For some, I imagine the movie's insistence on its own wised-up sophistication--the big city glamor of Paris and Hong Kong, Brian Eno on the soundtrack, and the stunt casting of Kim Gordon as a shady corporate player (a mistake: Gordon may the coolest person to have inhabited lower Manhattan in the past twenty five years, but as an actress she's wooden)--will be a bit much. For me, it was all just part of Assayas's jet set fantasy world. Only in a couple of performances, however, does "Boarding Gate" show any actual heart. Michael Madsen brings a certain burly gravitas to what could easily be just another rich guy role, but it's Asia Argento who really shines.
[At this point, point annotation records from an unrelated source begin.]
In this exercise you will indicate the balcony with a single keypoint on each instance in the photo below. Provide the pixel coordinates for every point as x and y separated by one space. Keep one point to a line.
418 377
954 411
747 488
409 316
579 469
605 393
Her character slips back and forth between feral eroticism, femme fatale toughness, and dewy vulnerability, often multiple times in the same scene. There isn't a shred of psychological reality to be found here, but you don't care because it's so compelling to watch Argento go running off in five different directions at once. I get the feeling that her performance is the only thing in the film that worked exactly as intended. And, yes, for those eight minutes or so, she looks amazing.